Trump administration fires thousands at HHS

The terminations include all first-year officers in the CDC’s Epidemic Intelligence Service investigating outbreaks and emerging health dangers. Other layoffs at CMS and FDA are also reported.

Healthcare IT News

2/17/20252 min read

The Department of Health and Human Services officials at a National Institutes of Health department meeting Friday said that they expected most of HHS' approximately 5,200 probationary employees to be notified that their positions will be terminated, according to an audio recording obtained by the Associated Press.

WHY IT MATTERS

Nearly 1,300 probationary employees have been terminated at the Centers for Disease Control and Prevention, and those being fired included all 50 first-year officers in the CDC’s Epidemic Intelligence Service, according to two agency employees who spoke anonymously with the news service about the probationary job cuts.
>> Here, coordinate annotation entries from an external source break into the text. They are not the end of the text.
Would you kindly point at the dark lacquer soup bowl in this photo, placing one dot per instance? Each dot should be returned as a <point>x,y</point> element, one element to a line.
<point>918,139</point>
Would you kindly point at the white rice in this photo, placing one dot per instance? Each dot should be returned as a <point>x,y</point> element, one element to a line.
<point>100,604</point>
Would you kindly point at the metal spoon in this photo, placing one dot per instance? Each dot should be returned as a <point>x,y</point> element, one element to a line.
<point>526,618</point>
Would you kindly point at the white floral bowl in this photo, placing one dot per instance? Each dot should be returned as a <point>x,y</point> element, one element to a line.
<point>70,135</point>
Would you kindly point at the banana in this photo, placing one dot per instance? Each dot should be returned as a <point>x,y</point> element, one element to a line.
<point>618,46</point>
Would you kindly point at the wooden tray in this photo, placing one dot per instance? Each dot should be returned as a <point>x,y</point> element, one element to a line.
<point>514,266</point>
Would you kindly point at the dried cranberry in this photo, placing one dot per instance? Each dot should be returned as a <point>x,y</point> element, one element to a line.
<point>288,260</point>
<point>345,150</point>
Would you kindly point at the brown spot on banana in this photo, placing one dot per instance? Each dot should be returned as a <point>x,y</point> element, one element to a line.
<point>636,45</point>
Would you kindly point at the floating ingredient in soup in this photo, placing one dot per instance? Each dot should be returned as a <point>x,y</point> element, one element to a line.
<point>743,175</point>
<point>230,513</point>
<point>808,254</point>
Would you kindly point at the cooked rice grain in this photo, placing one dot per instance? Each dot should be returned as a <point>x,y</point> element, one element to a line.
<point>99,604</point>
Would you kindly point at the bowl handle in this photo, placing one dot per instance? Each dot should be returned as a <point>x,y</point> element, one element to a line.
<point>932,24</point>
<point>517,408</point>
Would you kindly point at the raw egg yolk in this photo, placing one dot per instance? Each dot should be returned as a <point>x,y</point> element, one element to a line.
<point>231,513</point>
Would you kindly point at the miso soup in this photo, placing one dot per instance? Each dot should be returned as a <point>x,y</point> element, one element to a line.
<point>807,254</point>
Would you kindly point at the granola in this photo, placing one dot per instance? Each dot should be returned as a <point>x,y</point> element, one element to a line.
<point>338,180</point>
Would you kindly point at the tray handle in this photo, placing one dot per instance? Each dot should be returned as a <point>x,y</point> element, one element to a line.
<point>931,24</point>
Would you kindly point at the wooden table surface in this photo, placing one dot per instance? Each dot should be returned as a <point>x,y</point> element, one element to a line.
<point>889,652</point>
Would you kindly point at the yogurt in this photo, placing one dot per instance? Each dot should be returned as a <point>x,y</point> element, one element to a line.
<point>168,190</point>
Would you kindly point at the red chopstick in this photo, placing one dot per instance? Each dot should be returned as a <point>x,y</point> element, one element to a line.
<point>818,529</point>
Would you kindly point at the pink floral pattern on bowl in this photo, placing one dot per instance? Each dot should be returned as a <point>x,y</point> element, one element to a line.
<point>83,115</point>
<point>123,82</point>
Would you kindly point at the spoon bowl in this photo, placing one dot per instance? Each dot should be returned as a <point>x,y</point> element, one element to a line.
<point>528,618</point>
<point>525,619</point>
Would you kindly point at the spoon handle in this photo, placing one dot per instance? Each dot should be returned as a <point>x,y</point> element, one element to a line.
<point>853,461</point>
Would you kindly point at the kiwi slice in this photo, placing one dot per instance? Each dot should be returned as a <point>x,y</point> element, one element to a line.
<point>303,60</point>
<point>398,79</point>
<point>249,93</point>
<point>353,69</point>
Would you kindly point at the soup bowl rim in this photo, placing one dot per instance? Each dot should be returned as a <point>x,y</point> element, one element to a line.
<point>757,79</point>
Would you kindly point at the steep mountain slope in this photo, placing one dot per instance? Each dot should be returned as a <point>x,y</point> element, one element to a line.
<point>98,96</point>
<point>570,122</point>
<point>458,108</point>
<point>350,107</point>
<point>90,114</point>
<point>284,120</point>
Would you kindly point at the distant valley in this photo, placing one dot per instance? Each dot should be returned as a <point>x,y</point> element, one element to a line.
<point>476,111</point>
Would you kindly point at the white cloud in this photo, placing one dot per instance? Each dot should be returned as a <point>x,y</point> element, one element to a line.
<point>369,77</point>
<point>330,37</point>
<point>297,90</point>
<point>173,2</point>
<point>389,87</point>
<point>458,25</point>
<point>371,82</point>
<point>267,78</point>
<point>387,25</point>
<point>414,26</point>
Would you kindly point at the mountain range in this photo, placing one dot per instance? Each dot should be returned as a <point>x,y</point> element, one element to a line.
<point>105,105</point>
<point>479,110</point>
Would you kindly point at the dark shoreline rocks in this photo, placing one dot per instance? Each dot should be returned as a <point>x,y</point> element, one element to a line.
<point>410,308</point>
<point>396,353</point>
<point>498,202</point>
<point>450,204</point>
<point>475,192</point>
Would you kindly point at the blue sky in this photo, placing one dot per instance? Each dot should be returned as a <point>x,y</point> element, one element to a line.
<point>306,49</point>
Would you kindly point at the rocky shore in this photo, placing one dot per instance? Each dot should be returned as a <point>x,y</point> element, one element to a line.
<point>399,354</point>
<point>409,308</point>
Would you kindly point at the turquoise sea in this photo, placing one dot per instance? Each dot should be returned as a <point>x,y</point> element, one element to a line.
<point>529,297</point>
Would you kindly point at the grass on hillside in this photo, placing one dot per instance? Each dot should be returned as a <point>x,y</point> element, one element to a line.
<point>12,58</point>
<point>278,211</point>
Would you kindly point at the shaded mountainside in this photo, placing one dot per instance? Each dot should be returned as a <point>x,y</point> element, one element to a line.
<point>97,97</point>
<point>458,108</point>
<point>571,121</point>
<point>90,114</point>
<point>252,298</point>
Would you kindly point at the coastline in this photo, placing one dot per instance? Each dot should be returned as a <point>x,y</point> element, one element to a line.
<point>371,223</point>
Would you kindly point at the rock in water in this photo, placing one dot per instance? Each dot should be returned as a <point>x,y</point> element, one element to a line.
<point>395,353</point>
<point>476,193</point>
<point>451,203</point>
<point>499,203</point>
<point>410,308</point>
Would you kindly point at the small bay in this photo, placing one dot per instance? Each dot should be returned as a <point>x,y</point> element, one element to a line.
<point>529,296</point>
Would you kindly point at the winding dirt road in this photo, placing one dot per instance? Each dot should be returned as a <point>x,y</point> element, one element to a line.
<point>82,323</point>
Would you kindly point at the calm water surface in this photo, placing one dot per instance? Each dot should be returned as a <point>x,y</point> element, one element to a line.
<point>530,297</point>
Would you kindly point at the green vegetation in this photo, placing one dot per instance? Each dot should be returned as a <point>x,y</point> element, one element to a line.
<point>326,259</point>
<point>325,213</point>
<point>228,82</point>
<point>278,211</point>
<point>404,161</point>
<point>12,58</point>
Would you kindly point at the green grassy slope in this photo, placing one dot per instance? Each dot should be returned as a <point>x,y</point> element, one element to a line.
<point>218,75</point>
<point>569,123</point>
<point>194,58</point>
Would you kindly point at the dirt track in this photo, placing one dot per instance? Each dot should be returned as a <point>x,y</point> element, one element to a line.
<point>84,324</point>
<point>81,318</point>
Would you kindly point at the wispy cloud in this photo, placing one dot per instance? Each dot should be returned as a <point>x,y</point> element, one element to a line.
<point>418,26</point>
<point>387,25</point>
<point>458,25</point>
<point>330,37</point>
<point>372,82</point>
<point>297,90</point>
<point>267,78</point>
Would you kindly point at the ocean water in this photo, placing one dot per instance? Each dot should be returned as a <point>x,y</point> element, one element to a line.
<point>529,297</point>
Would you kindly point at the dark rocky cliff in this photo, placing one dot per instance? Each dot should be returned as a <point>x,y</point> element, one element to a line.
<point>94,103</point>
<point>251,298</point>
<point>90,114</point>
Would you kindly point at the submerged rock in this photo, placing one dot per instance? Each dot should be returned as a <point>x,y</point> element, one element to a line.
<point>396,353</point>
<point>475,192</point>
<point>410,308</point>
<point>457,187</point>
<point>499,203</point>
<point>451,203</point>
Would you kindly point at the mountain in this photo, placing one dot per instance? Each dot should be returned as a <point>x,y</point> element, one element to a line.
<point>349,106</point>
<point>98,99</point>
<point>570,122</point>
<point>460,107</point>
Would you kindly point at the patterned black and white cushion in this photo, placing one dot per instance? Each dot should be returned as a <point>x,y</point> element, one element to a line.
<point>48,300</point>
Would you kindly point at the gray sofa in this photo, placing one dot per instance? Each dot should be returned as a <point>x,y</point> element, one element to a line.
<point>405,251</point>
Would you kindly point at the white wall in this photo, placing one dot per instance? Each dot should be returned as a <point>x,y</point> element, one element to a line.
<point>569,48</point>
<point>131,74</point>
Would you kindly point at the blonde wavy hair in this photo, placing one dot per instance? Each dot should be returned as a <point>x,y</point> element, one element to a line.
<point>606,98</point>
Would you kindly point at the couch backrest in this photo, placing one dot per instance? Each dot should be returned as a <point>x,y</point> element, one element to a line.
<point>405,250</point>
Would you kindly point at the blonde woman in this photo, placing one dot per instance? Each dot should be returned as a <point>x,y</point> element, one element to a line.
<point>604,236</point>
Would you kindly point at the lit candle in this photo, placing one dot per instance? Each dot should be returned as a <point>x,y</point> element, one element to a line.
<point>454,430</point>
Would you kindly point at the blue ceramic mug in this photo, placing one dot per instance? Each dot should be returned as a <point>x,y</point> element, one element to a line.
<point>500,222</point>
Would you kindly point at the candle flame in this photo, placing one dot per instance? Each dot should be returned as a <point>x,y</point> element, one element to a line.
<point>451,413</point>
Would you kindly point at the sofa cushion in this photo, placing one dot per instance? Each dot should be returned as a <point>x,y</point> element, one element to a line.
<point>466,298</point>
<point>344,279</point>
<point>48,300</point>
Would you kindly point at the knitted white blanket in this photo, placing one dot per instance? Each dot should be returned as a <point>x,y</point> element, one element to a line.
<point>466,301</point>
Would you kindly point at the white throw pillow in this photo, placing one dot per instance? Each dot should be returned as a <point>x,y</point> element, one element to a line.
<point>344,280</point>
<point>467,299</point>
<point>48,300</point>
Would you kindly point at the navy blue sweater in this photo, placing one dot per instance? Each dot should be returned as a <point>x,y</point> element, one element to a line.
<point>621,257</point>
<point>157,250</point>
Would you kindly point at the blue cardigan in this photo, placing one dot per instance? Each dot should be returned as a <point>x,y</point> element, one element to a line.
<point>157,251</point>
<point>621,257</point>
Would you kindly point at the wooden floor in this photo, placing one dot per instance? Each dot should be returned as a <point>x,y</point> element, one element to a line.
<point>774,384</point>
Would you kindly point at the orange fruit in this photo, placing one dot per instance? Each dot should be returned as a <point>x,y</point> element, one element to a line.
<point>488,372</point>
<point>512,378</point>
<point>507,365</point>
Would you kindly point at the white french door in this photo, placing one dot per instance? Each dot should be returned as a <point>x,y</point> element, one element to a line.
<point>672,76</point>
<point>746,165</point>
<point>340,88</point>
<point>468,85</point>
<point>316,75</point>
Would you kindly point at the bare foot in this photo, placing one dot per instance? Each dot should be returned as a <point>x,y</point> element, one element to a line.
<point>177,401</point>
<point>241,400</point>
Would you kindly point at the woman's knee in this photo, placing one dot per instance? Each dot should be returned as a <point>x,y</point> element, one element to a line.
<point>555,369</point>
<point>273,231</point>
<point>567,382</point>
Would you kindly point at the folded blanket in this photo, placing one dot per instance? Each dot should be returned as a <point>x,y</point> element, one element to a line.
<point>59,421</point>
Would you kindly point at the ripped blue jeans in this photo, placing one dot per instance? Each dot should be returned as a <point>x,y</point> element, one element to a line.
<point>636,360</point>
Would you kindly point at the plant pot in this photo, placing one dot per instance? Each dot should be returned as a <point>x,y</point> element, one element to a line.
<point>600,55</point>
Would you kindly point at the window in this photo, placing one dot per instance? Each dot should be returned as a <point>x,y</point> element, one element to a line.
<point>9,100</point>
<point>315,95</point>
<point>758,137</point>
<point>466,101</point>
They are sent to different states and countries as primary investigators of outbreaks and emerging health dangers.

"The country is less safe," Dr. Anne Schuchat, a former CDC official and alumna of the EIS program, told CBS News in a story focused on the agency's disease detectives.

"These are the deployable assets critical for investigating new threats, from anthrax to Zika."

Affected probationary HHS employees across multiple health agencies received similar letters Saturday evening informing them they will be terminated, according to a separate CBS News article about the weekend firings.

An effective date of March 14 was stated in a letter included with the story.

Jeffrey Anoka, the acting HHS head of human resources, signed the partial copy of the letter, which was sent amid a larger Department of Government Efficiency (DOGE) task force effort led by billionaire Elon Musk to cut the federal government's probationary workers.

The total number of HHS positions eliminated is currently unclear, with no information at press time appearing on the agency's website.

Additional DOGE firings appear to focus on U.S. Food and Drug Administration employees in the agency's centers for food, medical devices and tobacco products, Newsweek reported Sunday.

It is unclear whether FDA employees who review drugs were exempted from the layoffs, according to the story.

The Centers for Medicare and Medicaid have also endured workforce cuts, according to a report from Bloomberg Sunday, which said CMS employees working on Affordable Care Act exchanges were affected.

CMS has reduced funding for the ACA Navigator Program by $10 million.

The Administration for Children and Families workforce, which runs programs like Head Start, has also been affected.

THE LARGER TREND

The health sector industry's reaction last week on Robert F. Kennedy Jr.'s appointment as secretary of the HHS has been mixed, and there's been little Information coming from HHS and its agencies since the agency-wide gag order was issued last month by Dr. Dorothy Fink, the former HHS acting secretary.